FIG. 4 is a diagram showing a comparison value of NO _x ratio in exhaust gas of an internal combustion engine under different operating conditions.

[Explanation of symbols]

 1 injection valve 2 combustion chamber 3 controller 4 pump t1 valve opening timing t2 valve closing timing

Claims (6)

[Claims] 1. A method of operating a diesel engine equipped with a fuel injection device, so that after the start of combustion, the total pressure in the cylinder does not rise in principle, and the fuel has reached at least 75% of its maximum injection pressure.

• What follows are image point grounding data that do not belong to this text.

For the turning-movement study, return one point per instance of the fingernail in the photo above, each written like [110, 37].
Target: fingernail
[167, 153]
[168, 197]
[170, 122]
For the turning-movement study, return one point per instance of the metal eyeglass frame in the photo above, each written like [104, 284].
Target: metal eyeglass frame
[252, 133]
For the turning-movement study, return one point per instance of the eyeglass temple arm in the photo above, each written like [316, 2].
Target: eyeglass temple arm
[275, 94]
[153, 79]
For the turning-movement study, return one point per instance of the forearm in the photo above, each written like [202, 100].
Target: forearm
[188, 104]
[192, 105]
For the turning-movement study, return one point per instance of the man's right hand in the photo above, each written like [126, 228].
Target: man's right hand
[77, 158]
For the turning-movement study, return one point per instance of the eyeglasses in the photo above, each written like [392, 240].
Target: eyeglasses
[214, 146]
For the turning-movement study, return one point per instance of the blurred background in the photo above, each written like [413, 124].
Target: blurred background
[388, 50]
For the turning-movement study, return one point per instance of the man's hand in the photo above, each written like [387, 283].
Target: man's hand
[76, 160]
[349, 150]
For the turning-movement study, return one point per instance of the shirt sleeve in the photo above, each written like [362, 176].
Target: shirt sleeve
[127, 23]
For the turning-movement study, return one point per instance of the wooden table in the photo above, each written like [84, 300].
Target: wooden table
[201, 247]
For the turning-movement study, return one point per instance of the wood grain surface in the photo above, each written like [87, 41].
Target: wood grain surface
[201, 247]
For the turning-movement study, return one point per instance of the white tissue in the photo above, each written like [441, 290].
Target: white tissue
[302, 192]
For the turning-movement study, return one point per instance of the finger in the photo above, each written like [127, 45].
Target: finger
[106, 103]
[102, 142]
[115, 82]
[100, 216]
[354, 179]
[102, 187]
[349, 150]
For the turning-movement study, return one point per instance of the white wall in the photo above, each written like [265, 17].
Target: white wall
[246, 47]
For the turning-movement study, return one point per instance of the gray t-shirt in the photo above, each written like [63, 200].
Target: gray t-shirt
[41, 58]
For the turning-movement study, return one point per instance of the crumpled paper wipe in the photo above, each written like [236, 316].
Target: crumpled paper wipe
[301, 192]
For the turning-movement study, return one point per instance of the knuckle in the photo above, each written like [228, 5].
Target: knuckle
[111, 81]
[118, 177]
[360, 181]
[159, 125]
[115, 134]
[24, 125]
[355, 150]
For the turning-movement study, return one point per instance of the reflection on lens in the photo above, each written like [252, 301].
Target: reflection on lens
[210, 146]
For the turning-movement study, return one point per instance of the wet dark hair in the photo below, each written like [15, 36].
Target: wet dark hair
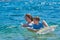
[37, 18]
[29, 16]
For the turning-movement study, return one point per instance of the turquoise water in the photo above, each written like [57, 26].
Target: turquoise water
[12, 14]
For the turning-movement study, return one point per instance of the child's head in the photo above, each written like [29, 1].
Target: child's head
[28, 18]
[36, 20]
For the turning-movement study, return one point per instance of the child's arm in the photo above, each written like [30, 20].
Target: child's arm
[45, 23]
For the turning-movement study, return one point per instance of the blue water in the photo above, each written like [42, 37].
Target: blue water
[12, 14]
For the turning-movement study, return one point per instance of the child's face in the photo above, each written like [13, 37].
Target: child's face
[27, 19]
[35, 21]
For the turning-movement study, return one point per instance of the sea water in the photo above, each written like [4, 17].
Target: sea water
[12, 15]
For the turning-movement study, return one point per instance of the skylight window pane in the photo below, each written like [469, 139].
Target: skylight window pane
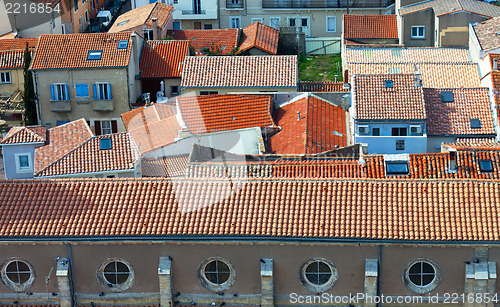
[94, 55]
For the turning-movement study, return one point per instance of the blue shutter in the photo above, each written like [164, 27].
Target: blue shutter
[109, 92]
[67, 92]
[52, 92]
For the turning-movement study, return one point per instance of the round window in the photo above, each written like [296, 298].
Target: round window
[318, 275]
[217, 274]
[422, 276]
[17, 274]
[116, 274]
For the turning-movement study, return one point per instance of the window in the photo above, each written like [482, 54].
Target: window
[486, 166]
[397, 168]
[17, 274]
[422, 276]
[318, 275]
[5, 77]
[418, 32]
[116, 274]
[331, 24]
[400, 144]
[217, 274]
[123, 44]
[82, 90]
[234, 22]
[148, 34]
[94, 55]
[399, 131]
[102, 91]
[59, 91]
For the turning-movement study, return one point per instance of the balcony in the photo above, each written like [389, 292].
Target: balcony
[103, 105]
[60, 106]
[319, 4]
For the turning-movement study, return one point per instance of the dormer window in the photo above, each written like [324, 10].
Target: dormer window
[94, 55]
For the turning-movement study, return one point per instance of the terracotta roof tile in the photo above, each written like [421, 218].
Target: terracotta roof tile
[163, 58]
[63, 51]
[152, 127]
[321, 127]
[454, 118]
[85, 208]
[90, 158]
[260, 36]
[370, 26]
[211, 113]
[60, 141]
[240, 71]
[143, 16]
[225, 39]
[373, 101]
[20, 135]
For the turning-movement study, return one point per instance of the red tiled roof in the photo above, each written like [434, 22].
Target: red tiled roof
[453, 118]
[225, 39]
[162, 59]
[374, 101]
[211, 113]
[240, 71]
[60, 141]
[62, 51]
[370, 26]
[143, 16]
[152, 127]
[89, 158]
[20, 135]
[424, 210]
[321, 127]
[169, 166]
[260, 36]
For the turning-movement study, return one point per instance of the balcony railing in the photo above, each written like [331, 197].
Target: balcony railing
[194, 12]
[292, 4]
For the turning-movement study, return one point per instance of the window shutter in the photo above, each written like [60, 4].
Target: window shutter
[114, 126]
[52, 92]
[109, 91]
[97, 126]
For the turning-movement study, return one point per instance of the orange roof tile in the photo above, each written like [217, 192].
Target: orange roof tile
[211, 113]
[66, 51]
[370, 26]
[345, 209]
[225, 39]
[308, 125]
[90, 158]
[60, 141]
[163, 58]
[373, 101]
[143, 16]
[152, 127]
[240, 71]
[453, 118]
[260, 36]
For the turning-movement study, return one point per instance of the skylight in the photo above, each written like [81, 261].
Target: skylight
[475, 123]
[94, 55]
[123, 44]
[447, 96]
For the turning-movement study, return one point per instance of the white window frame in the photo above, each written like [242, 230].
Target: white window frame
[335, 24]
[20, 169]
[3, 79]
[107, 96]
[231, 18]
[417, 36]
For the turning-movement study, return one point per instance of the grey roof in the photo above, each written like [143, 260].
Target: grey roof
[442, 7]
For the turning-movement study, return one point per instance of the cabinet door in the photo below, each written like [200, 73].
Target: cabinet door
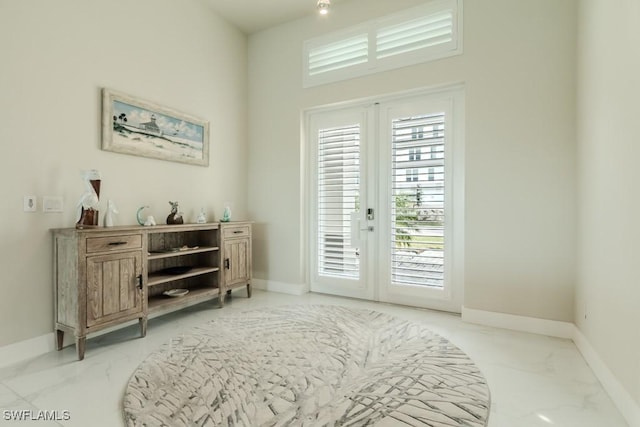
[113, 287]
[237, 261]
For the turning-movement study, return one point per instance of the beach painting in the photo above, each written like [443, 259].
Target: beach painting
[134, 126]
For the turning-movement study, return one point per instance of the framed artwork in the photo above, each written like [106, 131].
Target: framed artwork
[142, 128]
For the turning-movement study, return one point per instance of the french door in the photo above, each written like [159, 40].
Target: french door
[386, 200]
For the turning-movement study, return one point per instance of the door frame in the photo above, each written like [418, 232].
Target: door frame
[455, 93]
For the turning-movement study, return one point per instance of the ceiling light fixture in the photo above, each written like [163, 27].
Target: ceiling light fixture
[323, 6]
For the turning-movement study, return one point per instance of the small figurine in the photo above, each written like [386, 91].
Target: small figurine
[174, 217]
[111, 210]
[146, 222]
[88, 203]
[201, 219]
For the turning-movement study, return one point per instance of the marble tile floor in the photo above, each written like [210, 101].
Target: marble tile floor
[535, 381]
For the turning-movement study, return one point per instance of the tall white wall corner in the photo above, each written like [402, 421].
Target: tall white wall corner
[623, 400]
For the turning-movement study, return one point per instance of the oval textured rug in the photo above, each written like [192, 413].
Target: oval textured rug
[308, 365]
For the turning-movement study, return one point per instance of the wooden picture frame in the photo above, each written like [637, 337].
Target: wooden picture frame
[138, 127]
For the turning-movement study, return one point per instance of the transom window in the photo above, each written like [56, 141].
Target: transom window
[424, 33]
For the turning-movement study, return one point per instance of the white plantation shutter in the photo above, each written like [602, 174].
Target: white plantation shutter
[338, 196]
[417, 205]
[416, 34]
[424, 33]
[341, 54]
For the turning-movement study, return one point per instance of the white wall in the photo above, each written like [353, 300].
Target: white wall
[608, 291]
[56, 55]
[518, 67]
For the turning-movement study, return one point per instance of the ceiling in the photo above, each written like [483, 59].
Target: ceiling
[255, 15]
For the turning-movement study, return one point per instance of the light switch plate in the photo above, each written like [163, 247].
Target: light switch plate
[30, 204]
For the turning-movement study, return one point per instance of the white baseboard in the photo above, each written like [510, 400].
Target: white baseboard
[625, 403]
[284, 288]
[552, 328]
[627, 406]
[27, 349]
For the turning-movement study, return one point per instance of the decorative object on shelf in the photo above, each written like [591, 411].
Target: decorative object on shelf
[174, 217]
[174, 271]
[201, 219]
[88, 203]
[134, 126]
[176, 292]
[226, 215]
[149, 221]
[112, 210]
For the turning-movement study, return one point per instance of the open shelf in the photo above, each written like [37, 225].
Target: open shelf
[169, 253]
[159, 278]
[160, 302]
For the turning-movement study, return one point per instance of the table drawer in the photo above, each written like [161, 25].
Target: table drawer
[236, 231]
[114, 243]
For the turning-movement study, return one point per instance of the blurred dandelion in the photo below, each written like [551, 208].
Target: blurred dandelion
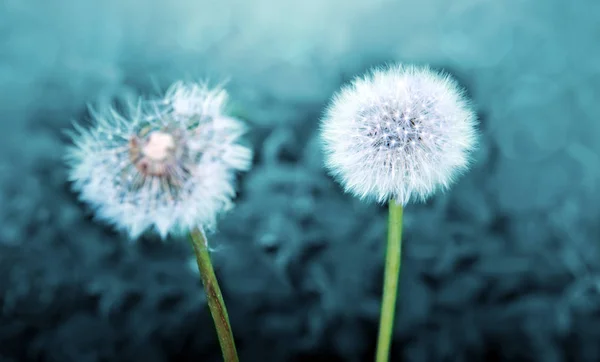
[397, 134]
[168, 166]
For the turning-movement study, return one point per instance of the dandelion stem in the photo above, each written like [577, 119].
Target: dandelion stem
[213, 296]
[390, 280]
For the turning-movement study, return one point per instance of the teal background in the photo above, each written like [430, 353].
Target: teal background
[504, 266]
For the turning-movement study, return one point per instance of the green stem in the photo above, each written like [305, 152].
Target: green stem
[390, 280]
[213, 296]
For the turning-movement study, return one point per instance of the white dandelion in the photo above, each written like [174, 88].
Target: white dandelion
[400, 133]
[169, 167]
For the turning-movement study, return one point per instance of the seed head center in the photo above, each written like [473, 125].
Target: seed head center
[159, 146]
[154, 154]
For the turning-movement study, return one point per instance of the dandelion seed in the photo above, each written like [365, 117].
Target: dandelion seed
[169, 169]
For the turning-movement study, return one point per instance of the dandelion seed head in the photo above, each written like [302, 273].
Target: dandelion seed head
[157, 168]
[400, 132]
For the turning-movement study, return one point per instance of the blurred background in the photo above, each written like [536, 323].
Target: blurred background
[505, 266]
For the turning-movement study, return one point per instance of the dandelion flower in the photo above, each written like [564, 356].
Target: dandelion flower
[397, 134]
[169, 166]
[400, 133]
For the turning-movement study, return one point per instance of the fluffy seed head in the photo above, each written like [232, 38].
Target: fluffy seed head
[400, 133]
[165, 167]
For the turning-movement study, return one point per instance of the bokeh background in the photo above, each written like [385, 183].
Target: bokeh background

The method is characterized in that the compression pressure in the cylinder, the injection of fuel, the ignition of the air-fuel mixture and the control of the fuel pressure are performed so that the fuel is injected into the combustion chamber for the first time. 2. A method according to claim 1, characterized in that the fuel is injected only when it reaches at least 80% of its maximum injection pressure. 3. The method according to claim 1, wherein the maximum total pressure after ignition is about 1.times. The maximum compression pressure by the piston.
A method wherein the combustion parameters of the engine are controlled in such a manner that the combustion parameters do not become more than 1 time. 4. The method according to claim 1, wherein the combustion parameters of the engine are controlled in such a way that, in principle, the total pressure in the cylinder decreases after the ignition stage. How to characterize. 5. The method according to claim 1, wherein the cylinder has a volume of at least 1 to 16 to 1 pair.
A method characterized in that it is compressed at a ratio of 20, preferably about 1:18. 6. A diesel engine equipped with a fuel injection device, comprising at least one device for controlling injection timing and injection pressure and controlling ignition at said injection timing, whereby the entire cylinder in the cylinder after combustion is started. As a general rule, the pressure is prevented from rising, and when the maximum injection pressure reaches at least 75%, the fuel is injected, and the compression ratio is at least 1.
Diesel engine characterized in that it is between 16 to 1 to 20, preferably about 1 to 18.